# UFormer: A General U-Shaped Transformer for Image Restoration #
## Project summary ##

### 1. Introduction ###
The general idea of the UFormer architecture is based on U-Net but with transformers in place of the residual blocks. 
In Uformer, there are two core designs. First, the novel locally-enhanced window (LeWin) Transformer block, which performs non overlapping window-based self-attention instead of global self-attention. It significantly reduces the computational complexity on high resolution feature map while capturing local context.

Second, a learnable multi-scale restoration modulator in the form of a multi-scale spatial bias to adjust features in multiple layers of the Uformer decoder. The modulator demonstrates superior capability for restoring details for various image restoration tasks while introducing marginal extra parameters and computational cost. 

Powered by these two designs, Uformer enjoys a high capability for capturing both local and global dependencies for image restoration.

### 2. Method ###
The model that is presented in this project is trained only to do "deblur" task of an input image.

The method implemented follows the instructions founded in the paper.
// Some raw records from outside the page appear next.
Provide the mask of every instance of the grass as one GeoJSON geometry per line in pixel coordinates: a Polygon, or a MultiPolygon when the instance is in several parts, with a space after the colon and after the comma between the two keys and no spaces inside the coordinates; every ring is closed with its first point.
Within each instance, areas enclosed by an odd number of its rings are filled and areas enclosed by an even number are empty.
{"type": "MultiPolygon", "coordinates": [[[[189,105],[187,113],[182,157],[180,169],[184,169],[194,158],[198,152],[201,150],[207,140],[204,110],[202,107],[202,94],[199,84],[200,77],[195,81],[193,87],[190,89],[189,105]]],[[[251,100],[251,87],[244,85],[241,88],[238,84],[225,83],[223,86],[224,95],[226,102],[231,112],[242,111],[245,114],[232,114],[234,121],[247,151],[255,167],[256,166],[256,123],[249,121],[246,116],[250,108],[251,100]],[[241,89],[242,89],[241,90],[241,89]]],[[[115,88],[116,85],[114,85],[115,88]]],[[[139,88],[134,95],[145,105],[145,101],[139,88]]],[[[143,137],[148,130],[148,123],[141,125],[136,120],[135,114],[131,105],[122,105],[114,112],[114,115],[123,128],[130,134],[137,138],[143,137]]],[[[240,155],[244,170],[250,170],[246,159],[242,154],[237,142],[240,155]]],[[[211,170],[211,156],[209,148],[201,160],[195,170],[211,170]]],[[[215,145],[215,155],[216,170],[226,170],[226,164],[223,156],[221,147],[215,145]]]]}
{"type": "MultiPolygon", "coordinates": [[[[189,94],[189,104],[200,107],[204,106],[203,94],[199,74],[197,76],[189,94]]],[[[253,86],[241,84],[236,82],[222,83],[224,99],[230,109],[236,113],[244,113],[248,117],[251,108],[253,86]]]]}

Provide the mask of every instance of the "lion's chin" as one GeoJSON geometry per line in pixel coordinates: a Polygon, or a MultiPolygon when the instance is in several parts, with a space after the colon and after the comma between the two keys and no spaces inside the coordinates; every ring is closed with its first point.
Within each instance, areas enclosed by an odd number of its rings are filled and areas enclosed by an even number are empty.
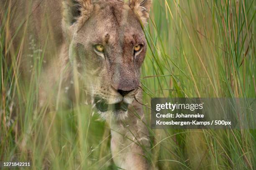
{"type": "Polygon", "coordinates": [[[101,118],[105,120],[124,120],[127,118],[128,115],[127,110],[120,109],[104,112],[98,110],[98,112],[101,118]]]}
{"type": "Polygon", "coordinates": [[[98,113],[104,120],[122,120],[127,117],[128,104],[123,101],[109,104],[102,99],[95,98],[94,102],[98,113]]]}

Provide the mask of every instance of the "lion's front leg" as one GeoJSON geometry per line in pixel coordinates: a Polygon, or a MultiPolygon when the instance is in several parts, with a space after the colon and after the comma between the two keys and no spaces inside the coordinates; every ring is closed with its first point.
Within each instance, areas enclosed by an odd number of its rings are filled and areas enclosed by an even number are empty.
{"type": "Polygon", "coordinates": [[[148,132],[142,109],[138,109],[139,119],[131,112],[126,122],[112,122],[111,149],[115,163],[125,170],[148,170],[149,165],[145,156],[148,150],[148,132]]]}

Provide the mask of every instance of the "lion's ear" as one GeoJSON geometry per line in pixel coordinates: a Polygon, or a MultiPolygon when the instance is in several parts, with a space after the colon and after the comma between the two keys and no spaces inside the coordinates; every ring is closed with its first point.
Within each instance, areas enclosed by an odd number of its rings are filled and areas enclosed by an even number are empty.
{"type": "Polygon", "coordinates": [[[64,0],[62,2],[62,27],[64,32],[74,23],[82,25],[93,10],[92,0],[64,0]]]}
{"type": "Polygon", "coordinates": [[[130,0],[130,8],[138,16],[142,24],[145,25],[149,17],[148,13],[152,0],[130,0]]]}

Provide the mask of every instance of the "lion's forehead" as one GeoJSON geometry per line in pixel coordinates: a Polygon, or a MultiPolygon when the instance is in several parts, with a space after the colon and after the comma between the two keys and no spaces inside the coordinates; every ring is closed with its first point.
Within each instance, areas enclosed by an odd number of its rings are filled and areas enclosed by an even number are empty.
{"type": "Polygon", "coordinates": [[[106,33],[113,38],[120,36],[128,37],[134,34],[143,35],[140,22],[130,8],[119,1],[110,1],[99,2],[101,5],[99,9],[94,11],[84,25],[84,32],[90,32],[95,38],[105,36],[106,33]]]}

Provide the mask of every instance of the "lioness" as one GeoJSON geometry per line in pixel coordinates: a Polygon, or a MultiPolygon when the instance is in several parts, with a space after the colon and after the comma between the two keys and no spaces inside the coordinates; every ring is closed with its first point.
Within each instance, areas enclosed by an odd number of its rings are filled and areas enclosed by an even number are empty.
{"type": "Polygon", "coordinates": [[[151,0],[61,1],[35,0],[31,5],[36,23],[32,30],[39,41],[46,38],[39,32],[44,29],[42,14],[48,12],[53,25],[49,29],[56,33],[51,38],[59,51],[43,74],[41,103],[48,100],[47,88],[60,77],[60,87],[65,87],[77,75],[88,87],[100,116],[109,123],[116,165],[149,169],[142,148],[149,146],[148,132],[139,102],[140,68],[147,47],[143,27],[151,0]]]}

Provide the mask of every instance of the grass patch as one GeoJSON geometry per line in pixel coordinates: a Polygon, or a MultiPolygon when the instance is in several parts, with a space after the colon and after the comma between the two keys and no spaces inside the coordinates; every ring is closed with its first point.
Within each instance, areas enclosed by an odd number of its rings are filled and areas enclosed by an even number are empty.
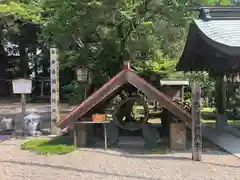
{"type": "Polygon", "coordinates": [[[36,152],[40,155],[67,154],[75,150],[72,138],[58,136],[53,139],[36,138],[21,145],[21,149],[36,152]]]}

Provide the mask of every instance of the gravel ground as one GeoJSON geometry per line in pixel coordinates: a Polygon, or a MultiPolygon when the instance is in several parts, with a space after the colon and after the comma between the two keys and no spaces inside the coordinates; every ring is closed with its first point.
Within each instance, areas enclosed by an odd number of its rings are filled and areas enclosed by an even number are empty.
{"type": "Polygon", "coordinates": [[[136,155],[119,150],[81,149],[39,156],[19,149],[23,140],[0,142],[0,180],[240,180],[240,159],[205,150],[203,162],[191,153],[136,155]]]}

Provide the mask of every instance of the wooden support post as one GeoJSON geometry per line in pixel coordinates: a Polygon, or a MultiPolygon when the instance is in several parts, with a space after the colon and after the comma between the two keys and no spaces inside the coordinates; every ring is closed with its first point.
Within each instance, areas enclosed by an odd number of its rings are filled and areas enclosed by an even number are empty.
{"type": "Polygon", "coordinates": [[[202,130],[201,130],[201,87],[194,82],[192,86],[192,159],[202,159],[202,130]]]}
{"type": "Polygon", "coordinates": [[[226,82],[224,75],[216,76],[216,128],[218,130],[223,130],[227,125],[226,116],[226,82]]]}

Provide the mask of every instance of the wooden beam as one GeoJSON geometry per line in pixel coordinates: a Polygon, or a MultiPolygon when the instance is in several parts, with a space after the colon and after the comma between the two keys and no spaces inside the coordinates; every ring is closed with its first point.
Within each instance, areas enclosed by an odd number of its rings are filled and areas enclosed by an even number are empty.
{"type": "Polygon", "coordinates": [[[148,98],[151,100],[157,100],[164,108],[168,109],[175,116],[180,118],[180,120],[184,121],[189,128],[191,128],[191,115],[176,105],[171,98],[167,97],[164,93],[160,92],[154,86],[147,83],[144,79],[140,78],[131,71],[128,72],[127,79],[130,84],[142,91],[148,96],[148,98]]]}

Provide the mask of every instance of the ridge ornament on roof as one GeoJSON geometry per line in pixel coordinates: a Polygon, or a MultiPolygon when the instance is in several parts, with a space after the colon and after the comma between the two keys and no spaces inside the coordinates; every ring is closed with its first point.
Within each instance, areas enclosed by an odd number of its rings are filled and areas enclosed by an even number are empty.
{"type": "Polygon", "coordinates": [[[180,71],[240,71],[240,7],[202,7],[177,64],[180,71]]]}

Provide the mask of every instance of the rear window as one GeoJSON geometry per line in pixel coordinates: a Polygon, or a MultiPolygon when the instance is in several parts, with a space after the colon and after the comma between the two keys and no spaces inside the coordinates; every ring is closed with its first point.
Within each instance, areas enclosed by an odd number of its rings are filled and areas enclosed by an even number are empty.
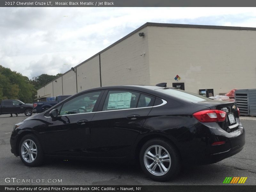
{"type": "Polygon", "coordinates": [[[180,89],[165,88],[159,89],[156,90],[156,91],[188,101],[200,102],[212,100],[208,97],[186,92],[180,89]]]}

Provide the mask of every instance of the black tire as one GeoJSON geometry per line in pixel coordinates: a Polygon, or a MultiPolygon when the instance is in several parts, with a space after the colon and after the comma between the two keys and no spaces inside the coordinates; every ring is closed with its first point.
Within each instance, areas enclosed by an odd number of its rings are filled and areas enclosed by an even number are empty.
{"type": "Polygon", "coordinates": [[[32,115],[32,109],[29,108],[26,109],[24,111],[24,114],[26,116],[31,116],[32,115]]]}
{"type": "Polygon", "coordinates": [[[43,163],[44,154],[42,146],[37,138],[34,135],[26,135],[21,139],[20,142],[19,150],[20,159],[27,166],[36,167],[43,163]],[[26,147],[28,146],[30,147],[26,148],[26,147]],[[28,150],[28,148],[29,149],[28,150]],[[35,154],[35,152],[36,152],[36,154],[35,154]]]}
{"type": "Polygon", "coordinates": [[[173,178],[180,168],[180,157],[176,148],[162,139],[151,140],[143,145],[140,153],[140,162],[144,172],[158,181],[173,178]]]}

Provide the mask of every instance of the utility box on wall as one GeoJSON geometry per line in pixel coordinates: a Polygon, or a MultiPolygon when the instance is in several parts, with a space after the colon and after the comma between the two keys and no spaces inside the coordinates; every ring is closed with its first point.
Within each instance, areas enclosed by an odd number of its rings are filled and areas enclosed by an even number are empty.
{"type": "Polygon", "coordinates": [[[199,94],[202,96],[207,97],[213,97],[213,89],[199,89],[199,94]]]}
{"type": "Polygon", "coordinates": [[[173,83],[172,87],[181,90],[185,90],[185,85],[184,83],[173,83]]]}

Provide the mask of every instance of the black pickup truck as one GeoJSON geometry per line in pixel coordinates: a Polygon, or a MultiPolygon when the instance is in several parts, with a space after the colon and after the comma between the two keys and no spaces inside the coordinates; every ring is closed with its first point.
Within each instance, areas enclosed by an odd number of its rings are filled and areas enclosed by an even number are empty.
{"type": "Polygon", "coordinates": [[[3,100],[0,105],[0,115],[24,113],[26,116],[31,116],[33,109],[32,104],[25,104],[17,100],[3,100]]]}
{"type": "Polygon", "coordinates": [[[55,101],[33,102],[33,113],[44,112],[71,95],[58,95],[55,101]]]}

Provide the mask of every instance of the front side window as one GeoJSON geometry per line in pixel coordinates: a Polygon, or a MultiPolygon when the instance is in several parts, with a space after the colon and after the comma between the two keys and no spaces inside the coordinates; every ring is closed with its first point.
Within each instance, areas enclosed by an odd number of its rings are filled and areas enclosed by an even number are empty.
{"type": "Polygon", "coordinates": [[[81,95],[63,104],[60,115],[92,112],[100,91],[81,95]]]}
{"type": "Polygon", "coordinates": [[[128,91],[110,91],[102,110],[108,111],[136,108],[140,94],[128,91]]]}

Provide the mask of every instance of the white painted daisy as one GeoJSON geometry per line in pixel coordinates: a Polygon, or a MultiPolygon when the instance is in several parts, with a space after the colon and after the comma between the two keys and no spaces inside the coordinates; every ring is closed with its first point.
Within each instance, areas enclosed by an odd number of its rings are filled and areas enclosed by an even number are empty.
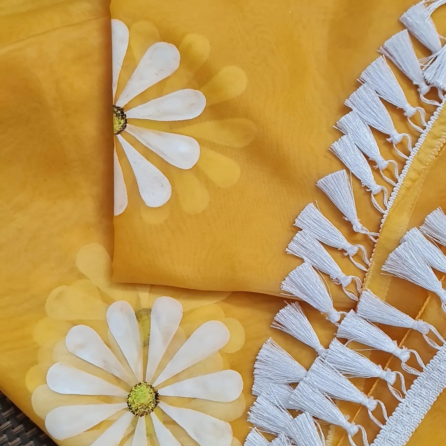
{"type": "MultiPolygon", "coordinates": [[[[149,87],[170,76],[178,68],[180,53],[174,45],[158,42],[143,55],[122,92],[115,98],[118,79],[128,45],[129,31],[120,20],[112,21],[113,132],[122,146],[136,178],[145,204],[158,207],[170,198],[169,180],[122,136],[127,132],[170,164],[181,169],[191,169],[200,157],[200,146],[185,135],[149,130],[133,125],[128,118],[155,121],[182,121],[200,115],[206,104],[204,95],[190,88],[174,91],[130,110],[126,105],[149,87]]],[[[115,148],[114,153],[115,215],[127,206],[127,189],[115,148]]]]}
{"type": "Polygon", "coordinates": [[[160,367],[179,327],[182,314],[181,304],[172,297],[159,297],[154,302],[145,371],[142,338],[135,312],[128,302],[116,302],[107,312],[108,329],[119,347],[119,354],[114,353],[90,327],[77,325],[71,328],[65,338],[69,351],[110,374],[110,379],[106,380],[59,362],[48,370],[48,387],[60,394],[102,396],[110,397],[111,402],[53,409],[45,420],[50,434],[62,440],[112,419],[116,421],[91,446],[118,446],[128,436],[126,445],[147,446],[148,432],[154,433],[159,446],[181,446],[162,423],[160,414],[164,412],[200,446],[230,446],[232,432],[229,423],[165,401],[177,397],[230,402],[238,398],[243,389],[241,376],[230,370],[176,382],[171,380],[172,383],[169,383],[170,378],[219,351],[229,339],[228,329],[222,322],[205,322],[192,333],[165,367],[160,367]]]}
The input image pass into the first convolutional layer to extract the first feature and resize the number of channel into the number of embeddings. 

The core of the LeWin block is the Leff block that is composed by the multi head attention layer and an inverse bottleneck wiht a GeLU activation. Before and after the multihead attention layer there are the normalization layer as described in the recent [article](https://arxiv.org/pdf/2002.04745.pdf). 
The multihead attention layer used to build this architecture is the one implemented inside the Torch library.

The LeWin block is after the patching function, that divide the feature maps in windows of 16x16 patch size and followed by a depatch function that undo the patching process, as explained in the article. 
The encoder block has inside a number of LeWin blocks that depends on the hardware used to train the model, in my case are different from the article, but the number of encoder blocks are the same.

Given the architecture shape, the number of decoder blocks is the same as the encoder's number. 
Each encoder block is followed b a downsample convolutional layer 4x4 with stride 2 and each decoder layer is followed by a transpose convolutional layer 4x4 and stride 2. 

Last layer is a basic convolutional 3x3 layer that generate the float32 image used to calculate the loss from the target. The loss function is the Charbonnier loss, the details of this loss function are explained [here](https://arxiv.org/pdf/1701.03077.pdf), as explained in the article.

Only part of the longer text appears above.